- Born: August 9, 1971 (age 55)
- Citizenship: United States of America
- Education: University of Pennsylvania
- Occupation: Entrepreneur/Financier/Investor
- Known for: Founder of TCG/Tannenbaum Capital Group and Fifth Street Asset Management Inc.
- Spouse: Robyn Tannenbaum (married 2019 to present) Stacy Thorne (married 2013-2016 divorced) Elizabeth Toll (married 1997-2010 divorced)
- Children: 6 children
- Parent(s): Adele Fuchsberg Calvin M. Tannenbaum

= Leonard M. Tannenbaum =

American businessman

Leonard M. Tannenbaum (born August 9, 1971) is the Founder of TCG/Tannenbaum Capital Group. TCG's mandate is committed to offering the market advantages in private credit and real estate. Previously, he was the Founder and chief executive officer of Fifth Street Asset Management, which was sold to Oaktree Asset Management in 2017. He also founded the pro-business political action committee "Keeping America Competitive".

==Early life and education==
Tannenbaum was born to a Jewish family, the son of Adele Fuchsberg and Calvin M. Tannenbaum. His father was a managing partner of Brecher, Fishman, Feit, Heller, Rubin, & Tannenbaum, a law firm in New York; his mother was a district administrator for the Nassau County Board of Cooperative Educational Services and an exile from Cuba. He graduated with a BS in economics and an MBA in finance as part of a submatriculation program from the Wharton School of the University of Pennsylvania. He is a Chartered Financial Analyst holder. After school he worked as an equity analyst for Merrill Lynch.

==Career==
In 1998, he founded Fifth Street Finance , a finance company specializing in raising funds from private investors and investing in small- and mid-sized companies. He raised $30 million ($15 million from his father-in-law, Bruce E. Toll) and established his first fund which made investments until 2004. In January 2005, he launched a second fund, Fifth Street Mezzanine Partners II which reached $157 million in value and included institutional investors such as DuPont, Sumitomo Bank and WP Global; the fund stopped investing in 2007. In 2007, he launched a third fund, which in 2008, after taking the advice of David Einhorn, he converted into a business development company (BDC). This entity, named Fifth Street Finance Corp., went public in May 2008. Fifth Street's customers were primarily private equity firms that invested in lower middle-market or middle-market companies (averaging $10 million in EBITDA). Investments average $35 million and never exceed $100 million. Effective September 2014, they received permission form the S.E.C. to increase the maximum investment across its platform to $250 million. Len was honored with the M&A Advisor Lifetime Achievement and Leadership Award and inducted into the M&A Advisor Hall of Fame. In 2017 Fifth Street Asset Management was sold to Oaktree Asset Management.

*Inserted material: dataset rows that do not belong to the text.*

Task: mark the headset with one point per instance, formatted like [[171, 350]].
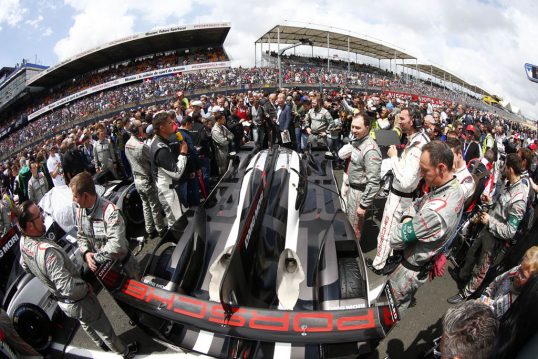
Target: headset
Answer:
[[417, 117], [133, 129]]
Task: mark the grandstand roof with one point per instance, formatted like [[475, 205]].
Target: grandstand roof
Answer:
[[447, 76], [294, 34], [134, 46]]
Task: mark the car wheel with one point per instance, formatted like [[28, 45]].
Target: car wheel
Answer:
[[351, 282], [33, 325], [6, 352]]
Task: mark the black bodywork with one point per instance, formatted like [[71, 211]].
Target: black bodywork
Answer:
[[272, 212]]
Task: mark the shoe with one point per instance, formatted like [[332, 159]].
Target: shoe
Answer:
[[104, 347], [163, 233], [458, 298], [370, 265], [131, 350], [455, 274], [390, 267]]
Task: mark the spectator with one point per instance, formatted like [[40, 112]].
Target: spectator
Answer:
[[54, 165], [469, 331]]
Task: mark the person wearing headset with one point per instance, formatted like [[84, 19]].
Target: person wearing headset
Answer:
[[139, 156], [406, 178]]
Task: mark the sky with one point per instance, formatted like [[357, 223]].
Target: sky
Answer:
[[486, 43]]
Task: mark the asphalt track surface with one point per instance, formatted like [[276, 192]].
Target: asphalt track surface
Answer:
[[411, 337]]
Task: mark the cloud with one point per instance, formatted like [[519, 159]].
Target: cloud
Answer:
[[35, 22], [11, 12], [485, 43], [97, 22], [48, 31]]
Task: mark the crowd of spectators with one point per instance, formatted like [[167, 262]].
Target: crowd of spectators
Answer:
[[249, 78], [120, 70], [199, 116]]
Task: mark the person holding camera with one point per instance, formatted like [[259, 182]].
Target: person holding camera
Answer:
[[168, 163], [104, 153], [500, 227], [139, 156], [406, 172], [428, 224], [364, 171], [49, 263], [318, 122], [222, 137]]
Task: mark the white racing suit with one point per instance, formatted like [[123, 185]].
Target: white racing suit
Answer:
[[406, 178], [37, 187], [434, 221], [105, 156], [466, 181], [139, 157], [363, 177], [5, 221], [318, 120], [101, 230], [221, 138], [50, 264], [169, 166], [502, 226]]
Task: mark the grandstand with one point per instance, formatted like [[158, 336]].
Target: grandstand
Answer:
[[148, 68], [167, 52]]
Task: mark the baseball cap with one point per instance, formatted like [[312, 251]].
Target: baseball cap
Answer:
[[470, 128]]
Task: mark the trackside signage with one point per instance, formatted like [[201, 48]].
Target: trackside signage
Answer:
[[128, 79]]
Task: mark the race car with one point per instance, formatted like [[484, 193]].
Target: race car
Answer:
[[268, 266], [25, 299]]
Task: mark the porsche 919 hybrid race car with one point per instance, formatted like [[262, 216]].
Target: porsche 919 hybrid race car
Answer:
[[268, 267], [24, 297]]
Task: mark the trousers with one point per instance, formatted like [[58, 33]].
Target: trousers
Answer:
[[488, 247], [94, 321], [153, 218]]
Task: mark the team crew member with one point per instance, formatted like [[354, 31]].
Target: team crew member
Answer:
[[505, 289], [168, 164], [37, 186], [500, 227], [100, 228], [139, 157], [50, 264], [460, 169], [363, 172], [104, 153], [428, 224], [222, 137], [5, 221], [406, 177], [318, 121]]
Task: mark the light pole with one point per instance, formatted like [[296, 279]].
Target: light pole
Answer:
[[281, 52]]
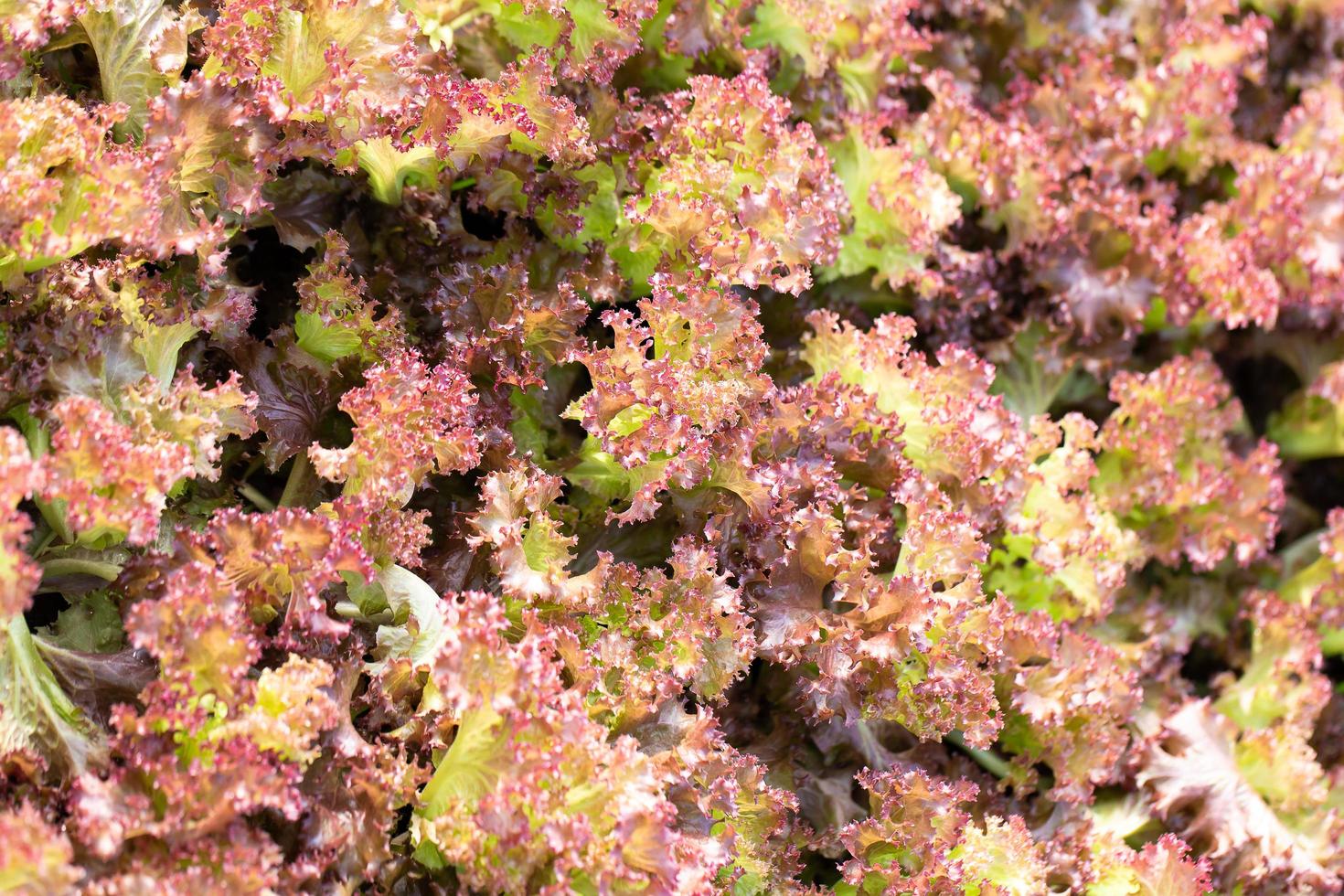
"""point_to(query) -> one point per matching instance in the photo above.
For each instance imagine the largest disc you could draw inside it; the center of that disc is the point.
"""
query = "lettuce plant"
(671, 446)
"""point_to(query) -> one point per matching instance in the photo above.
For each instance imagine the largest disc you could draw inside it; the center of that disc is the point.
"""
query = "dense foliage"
(672, 446)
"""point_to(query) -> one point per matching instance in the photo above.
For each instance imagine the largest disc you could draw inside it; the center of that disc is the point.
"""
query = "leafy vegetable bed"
(672, 446)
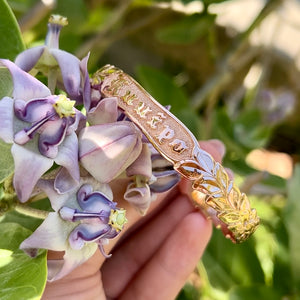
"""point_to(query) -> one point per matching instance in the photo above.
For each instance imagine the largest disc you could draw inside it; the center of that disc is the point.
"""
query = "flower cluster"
(72, 156)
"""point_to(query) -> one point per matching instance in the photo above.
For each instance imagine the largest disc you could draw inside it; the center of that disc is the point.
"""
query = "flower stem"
(30, 211)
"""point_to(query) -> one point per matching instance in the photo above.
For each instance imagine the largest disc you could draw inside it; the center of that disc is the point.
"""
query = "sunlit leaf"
(228, 264)
(185, 31)
(6, 161)
(21, 277)
(10, 36)
(292, 221)
(253, 292)
(162, 88)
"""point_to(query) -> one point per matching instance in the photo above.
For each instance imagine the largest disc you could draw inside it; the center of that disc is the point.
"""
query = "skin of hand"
(151, 258)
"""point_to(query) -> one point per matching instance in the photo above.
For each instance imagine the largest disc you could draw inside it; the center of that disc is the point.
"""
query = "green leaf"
(230, 264)
(185, 31)
(6, 161)
(250, 131)
(10, 35)
(292, 221)
(6, 83)
(21, 277)
(27, 221)
(162, 88)
(253, 293)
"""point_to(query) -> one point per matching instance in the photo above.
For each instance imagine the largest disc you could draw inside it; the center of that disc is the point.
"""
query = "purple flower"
(41, 128)
(60, 66)
(108, 147)
(151, 174)
(84, 219)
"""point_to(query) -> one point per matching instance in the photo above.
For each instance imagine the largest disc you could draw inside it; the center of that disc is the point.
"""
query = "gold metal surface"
(214, 192)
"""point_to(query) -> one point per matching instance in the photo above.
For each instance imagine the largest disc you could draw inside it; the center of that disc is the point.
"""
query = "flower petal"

In 2023 he founded TCG/Tannenbaum Capital Group out of his family office and in July 2024 took a mortgage REIT, Sunrise Realty Trust public on the Nasdaq trading under the ticker SUNS. The company lends capital to qualified commercial real estate borrowers.

Tannenbaum is a supporter of the Palm Beach Zoo, Jewish Federation of Palm Beach, Wharton University, Yo Soy Ella, PA CASA Court Appointed Special Advocates for Children, Corners Outreach and Chess in the Schools.

Tannenbaum is also the Chairman of LMT Investments LLC and the President of the Leonard M. Tannenbaum Foundation.

==Personal life==
In 1997, Tannenbaum married Elizabeth Toll, daughter of housing developer Bruce E. Toll, in a Jewish ceremony at the Ritz Carlton in Philadelphia. They had three children and divorced in October 2010.

In 2013, he married Stacey Thorne and the couple divorced in 2016.

Len married Robyn (Friedman) Tannenbaum in November 2019. They have two daughters.

He has six children.

Max was the president of Dream Dragons, a company launched by 13 high school students through the Southwestern Connecticut chapter of Junior Achievement program, which empowers young entrepreneurs.